”Ambarında hırsız bir fâre yoksa
kırk yıllık kulluk buğdayın nerede?”
Hz.MEVLÂNÂ
Doğum gününde, sana bir mektupla seslenmek istiyorum; ama acabâ söze nasıl başlamalı?
“Seni tanımasaydım” diye başlasam; o takdirde –nezâket ve zerâfetinden dolayı- iyi biliyorum ki, şunu yüzüme söylemezdin:
-Sen, beni ne kadar tanıdın; hakkımda ne biliyorsun ki? Tanısaydın severdin; sevseydin anlardın ve yine sevseydin, sen “ben” olur çıkardın.
Biz, seninle sâdece “tanıştık!”
Bu tanışmayla, hiç olmazsa şu gerçeği öğrenmiş olmalıydın:
(Ben ben isem canda değil,
Ben sen isem tende değil,
Sen ben isen ten can olur,
Can ten olur, bende değil!)(1)
Buna îtirâz etmeye, “hayır, öyle değil” demeye cesâretim ve elimde herhangi bir delîlim olmadığından, korkuyor ve vazgeçiyorum.

Peki, şöyle bir giriş yapılsa:
“İyi ki doğmuşsun; ya doğmamış olsaydın, ben ne yapardım?”

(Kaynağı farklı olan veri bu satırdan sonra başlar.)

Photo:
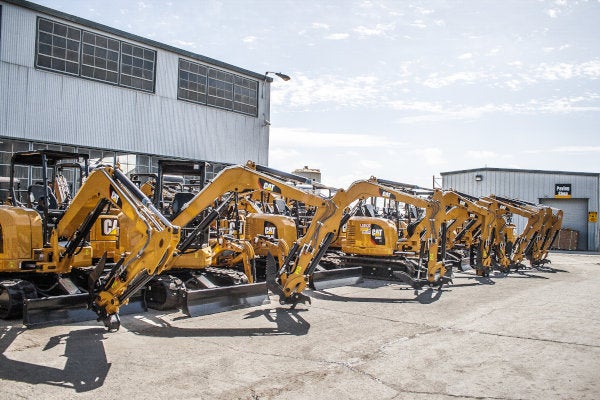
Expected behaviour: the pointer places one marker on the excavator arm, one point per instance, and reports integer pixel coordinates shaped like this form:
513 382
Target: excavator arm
147 238
535 220
306 253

Bu, “ilân-ı aşk” gibi görünen cümle de tehlikeli. Zîra bu söze, bir ses, senin nâmına şöyle karşılık veriyor:
-Doğmuş olduğum halde ne yapmışsan, doğmasaydım farklı olacak mıydı? Beni güyâ tanıdın ve güyâ sevdin… Peki, ama bunlar doğruysa hayâtında ne değişti? Dünyâya gelip gelmemem, seni ne diye alâkadar ediyor; bu, senin üzerine vazîfe mi? Doğum nedir, ölüm ne? Beni gerçekten tanısaydın, 24 Ekim 1926 günü doğmadığımı, Ezel Anası’nın beni 1948’de dünyâya getirdiğini iyi bilirdin. Gördün mü? Beni hiç anlamamışsın!

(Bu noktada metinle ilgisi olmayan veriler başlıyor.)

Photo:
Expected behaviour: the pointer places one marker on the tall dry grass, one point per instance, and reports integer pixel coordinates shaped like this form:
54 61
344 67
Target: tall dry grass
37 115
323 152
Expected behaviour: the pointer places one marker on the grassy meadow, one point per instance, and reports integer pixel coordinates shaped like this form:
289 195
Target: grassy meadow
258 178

Aklıma bir şarkının ilk mısra’ı geliyor:
“Seni sevmeseydim eğer, aşka inanmazdım!”
-Aşk mı? Sevmek mi? Sen bu mukaddes sözleri ağzına alacak kadar temiz ve dürüst müsün?
Ayrıca, (Derd-i aşkı söyleyen bilmez, bilen söylemez) dendiğini de, hiç duymadın mı?

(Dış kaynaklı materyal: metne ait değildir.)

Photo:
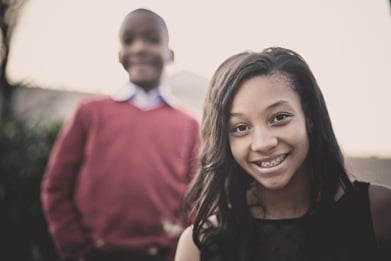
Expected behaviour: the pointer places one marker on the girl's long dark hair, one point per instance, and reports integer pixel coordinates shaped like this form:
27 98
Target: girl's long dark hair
216 200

“Hâtıralarımızı düşündükçe…” diye başlasam?
-…………?!
Olmadı, değil mi? Çünkü şu anda o mânîdar tebessümünü görür gibiyim. Bu gülümsemeyi şöyle yorumluyorum:..
-Seni ilgilendirdiğini söylediğin o hâtıralar, sana göre önemli. Çünkü hemen hepsi, dışımla ilgili şeyler. Bence hâtıra, gönüllerin berâberliğiyle yaşanan şeylere denir. Keşke benim iç dünyama âit fırtınalardan haberdar olabilseydin ve birlikte bu kabil hâtıralarımız bulunsaydı. Ama sen, benim gönlüme değil, cismime baktın. Bunlara hâtıra mı diyorsun? Sence hâlâ ortada iki “ben” söz konusu… Halbuki beni gerçekten tanıyıp, anlayıp sevseydin; böylesine “ikilik”ten bir eser de kalmazdı.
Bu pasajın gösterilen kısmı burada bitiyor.